Energy use is not the only problem. AI systems also consume massive amounts of water. Since we refer to data storage “in the cloud,” people are sometimes not aware of the number of physical data centers needed to power advanced AI systems and the amount of water needed to keep them from overheating. Generative AI can use up to 500 milliliters of water every 10 to 50 prompts; with its wide and consistent use, this results in billions of gallons of water use each year.

AI’s capabilities to identify areas that may be affected by drought and manage water resources accordingly is undeniable, but so, too, is the way it contributes to these problems.

Due to climate change, growing populations, and megadroughts, clean freshwater is a finite resource that is becoming increasingly scarce and unevenly distributed across the globe. Approximately four billion people, or two-thirds of the current global population, are affected by severe water scarcity. Big tech is working to replenish the water it uses; however, Google, for instance, still only replaces a relatively small fraction of the water it uses to cool data centers.

Iowa and Arizona, which both host massive data centers used to fuel AI systems, are also under threat of drought and long-term water reserve shortages. As communities become more aware of AI’s water use, tensions have arisen between the companies that build advanced AI systems and the potential hosting sites where their data centers are located. Such tensions, for example, erupted in Uruguay.

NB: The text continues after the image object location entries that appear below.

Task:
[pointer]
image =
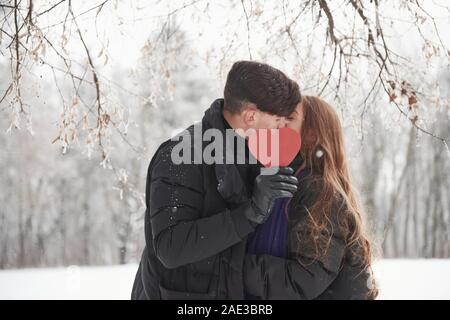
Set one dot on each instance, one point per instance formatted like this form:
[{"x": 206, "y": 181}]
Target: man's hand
[{"x": 269, "y": 188}]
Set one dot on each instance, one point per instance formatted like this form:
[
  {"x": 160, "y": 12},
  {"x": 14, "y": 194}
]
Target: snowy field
[{"x": 397, "y": 279}]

Even nuclear energy—touted by Altman and others to potentially curb AI’s energy use—requires tons of water for cooling, making it an imperfect solution at best.

Somewhat ironically, several advanced AI systems are used for drought prediction and water management. AI’s capabilities to identify areas that may be affected by drought and manage water resources accordingly is undeniable, but so, too, is the way it contributes to these problems.

The Path Ahead

If we want to be kinder to our planet and protect the people most at risk from the damage that has already devastated environments all over the world, we must continue to build the political power necessary to advocate for positive change and hold multinational corporations and other responsible organizations accountable for AI’s energy and water use.

Research organizations and academic institutions should more carefully weigh the environmental costs of using advanced technology against its potential value. In human subjects research, on an individual level, researchers are asked to weigh the costs, such as potential harms and risks to research participants, against the benefits of conducting research. The contradictions associated with using AI to advance environmental health research demonstrates a need to also consider harm at the community and regional levels.

Additionally, funding agencies—nongovernmental organizations like the United Nations and the World Health Organization, government agencies, and foundations—must work to understand the environmental costs of their work and mitigate adverse impacts accordingly. As AI continues to accelerate in popularity, this may mean that funding organizations limit the number of AI projects conducted at any one time or investigate alternative methods for achieving the same objectives.

Everyone involved in research and development processes should be diligent in ensuring that as they seek to address the climate crisis, they do not, inadvertently, add to it.